Renewable Energy at Ecovillage
The neighborhoods of Ecovillage are constantly seeking ways to reduce our energy footprint. Here are some of the renewable energy projects currently in place:
Song Household Energy Systems
When the Song neighborhood was built, with completion in 2005, Solar Photovoltaic (PV) systems were becoming widely available and incentives were available to help finance them. As a result 14 households in Song installed Solar PV systems of 2,000 to 2,500 watts each, for a total of about 32,000 watts of capacity. In addition, 4 homes have solar thermal systems installed to help with heating and domestic hot water. Two also have large built-in masonry or "Russian" stoves, which allow for long slow heating from infrequent additions of firewood.
Frog 6KW Common House System
When the Frog Common House was built in 1996, its South-facing roof was designed to accomodate a nice collection of solar panels. However, solar PV systems were prohibitively expensive in those days, and the roof sat empty for many years. All during that time, however, residents were slowly accumulating funds earmarked for this purpose. In 2010, they took the plunge and installed a grid-tied 6KW PV system.

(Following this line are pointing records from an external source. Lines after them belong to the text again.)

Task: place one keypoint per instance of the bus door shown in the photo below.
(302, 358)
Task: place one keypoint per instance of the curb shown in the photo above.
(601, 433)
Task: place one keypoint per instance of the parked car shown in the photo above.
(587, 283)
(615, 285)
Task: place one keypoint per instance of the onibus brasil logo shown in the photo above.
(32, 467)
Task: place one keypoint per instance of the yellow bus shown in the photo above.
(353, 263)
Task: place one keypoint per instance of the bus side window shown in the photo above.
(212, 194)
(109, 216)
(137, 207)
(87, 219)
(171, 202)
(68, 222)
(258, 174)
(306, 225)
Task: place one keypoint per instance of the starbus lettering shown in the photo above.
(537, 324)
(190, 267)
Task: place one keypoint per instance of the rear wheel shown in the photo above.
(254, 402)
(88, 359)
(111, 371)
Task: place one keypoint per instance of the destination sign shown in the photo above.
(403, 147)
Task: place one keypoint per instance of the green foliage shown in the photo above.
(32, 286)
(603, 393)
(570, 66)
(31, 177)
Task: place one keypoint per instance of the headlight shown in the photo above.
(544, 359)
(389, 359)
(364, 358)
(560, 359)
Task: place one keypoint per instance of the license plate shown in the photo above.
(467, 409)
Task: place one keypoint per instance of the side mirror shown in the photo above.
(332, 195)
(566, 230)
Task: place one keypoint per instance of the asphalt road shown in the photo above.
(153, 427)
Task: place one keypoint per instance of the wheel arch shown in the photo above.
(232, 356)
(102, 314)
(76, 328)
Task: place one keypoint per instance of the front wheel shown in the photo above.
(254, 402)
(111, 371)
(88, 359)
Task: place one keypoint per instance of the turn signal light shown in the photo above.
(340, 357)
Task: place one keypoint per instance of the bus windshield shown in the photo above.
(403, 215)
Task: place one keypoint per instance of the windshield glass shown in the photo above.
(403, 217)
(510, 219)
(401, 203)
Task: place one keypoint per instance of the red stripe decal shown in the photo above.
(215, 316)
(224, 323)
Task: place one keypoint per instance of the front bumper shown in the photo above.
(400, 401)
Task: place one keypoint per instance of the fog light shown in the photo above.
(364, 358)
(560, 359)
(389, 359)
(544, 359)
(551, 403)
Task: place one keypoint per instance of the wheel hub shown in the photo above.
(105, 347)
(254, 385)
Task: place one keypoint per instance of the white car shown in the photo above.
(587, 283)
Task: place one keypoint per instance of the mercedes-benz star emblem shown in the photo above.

The residents were also concerned with emergency preparedness, so the system they installed includes a bank of batteries which can provide power for critical functions like heat, refrigeration, lighting, and communications equipment during power outages.
Frog 50KW Resident PV Array
With the Common House project completed, residents kept up their momentum by tackling a much larger problem--how to provide Solar PV energy to the 30 residences in Frog. This was complicated by lots of factors, from insufficient roof space to complex utility connections to financial barriers. In 2011, residents Jeff Gilmore and Tony Henderson took on the challenge!
With an interesting self-financing scheme, a conversion of residences to master metering, and Henderson's solar industry experience, they were able to bring the system online in the waning days of 2011.